6.) Churros con Chocolate
Churros sind frittierte Teigstangen, die als süßer Snack oder Frühstücksgebäck sehr populär sind – vor allem in Madrid verbreitet sie sich diese Spezialität seit dem 19.Jahrhundert rasch über ganz Spanien hinaus. Oft werden Churros frisch frittiert serviert und dazu dickflüssige heiße Schokolade gereicht zum Dippen („Chocolate a la taza“). Der Ursprung des Gerichts liegt möglicherweise bei portugiesischen oder maurischen Einflüssen; manche Theorien vermuten auch Verbindungen zu chinesischem Youtiao-Teiggebäck aufgrund ähnlicher Zubereitungsmethoden.
7.) Fabada Asturiana

(© Studioimagen73 – Shutterstock.com)
Fabada Asturiana ist ein deftiger Bohneneintopf aus der nordspanischen Region Asturien – perfekt geeignet für kühle Tage dank seines hohen Nährwerts und kräftigen Geschmacksprofils. Hauptzutaten sind weiße Bohnen („Fabes“), chorizo (paprikawürzige Wurst), Morcilla (Blutwurst) sowie Speck oder Schweinefleischstücke kombiniert mit Knoblauchzwiebeln und Paprikapulver als Gewürzbasis. Dieses Gericht spiegelt sowohl landwirtschaftliche Traditionen als auch lokale Metzgerkunst wider; es entstand vermutlich im 18./19.Jahrhundert als nahrhafte Mahlzeit für Arbeiterfamilien.
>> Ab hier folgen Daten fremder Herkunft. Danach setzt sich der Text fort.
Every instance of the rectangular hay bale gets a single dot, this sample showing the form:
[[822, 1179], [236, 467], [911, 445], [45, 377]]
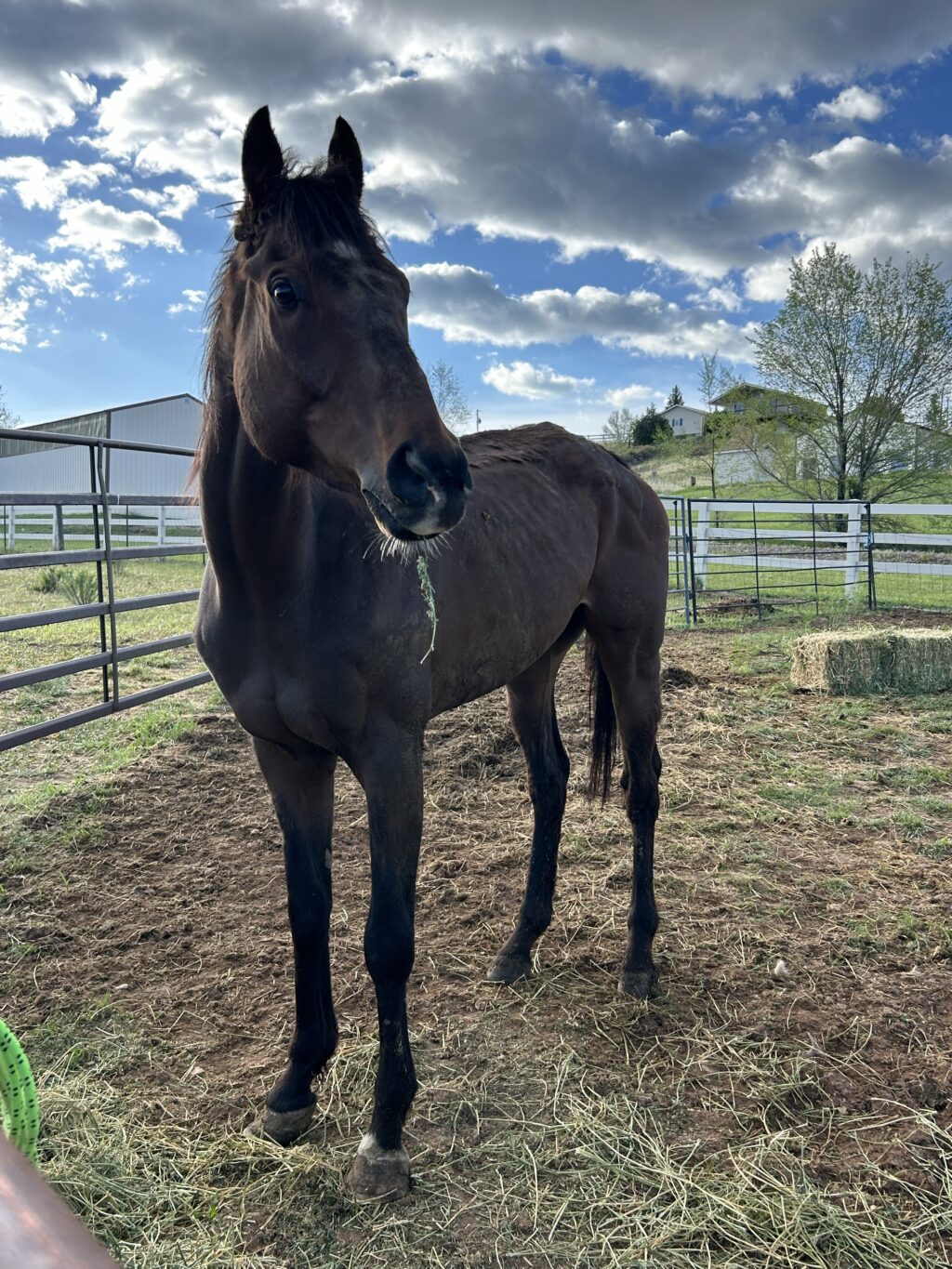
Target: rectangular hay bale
[[867, 661]]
Fazit: Spanische Küche verbindet Geschichte mit regionaler Vielfalt
Diese sieben Gerichte repräsentieren exemplarisch die Vielfalt der spanischen Kulinarik: Von herzhaften Fleisch- oder Meeresfrüchtegerichten über frische Gemüsesuppen bis hin zu süßen Leckereien zeigt sich deutlich der Einfluss verschiedener Kulturen wie Römer, Mauren oder Neue Welt Importgüter wie Kartoffel oder Tomate auf die Entwicklung dieser Rezepte.
Darüber hinaus spiegeln sie oft Lebensweisen wider: Ob ländliche Einfachheit wie bei der Tortilla Española oder raffinierte Handwerkskunst beim Jamón Ibérico – jedes Gericht erzählt seine eigene Geschichte innerhalb des geographisch abwechslungsreichen Spanien.
Wer also authentische spanische Küche erleben möchte sollte unbedingt diese Klassiker probieren – denn sie bieten nicht nur kulinarisches Vergnügen sondern ermöglichen auch einen Einblick in Spaniens bewegte Kulturgeschichte durch den Gaumen hinweg betrachtet!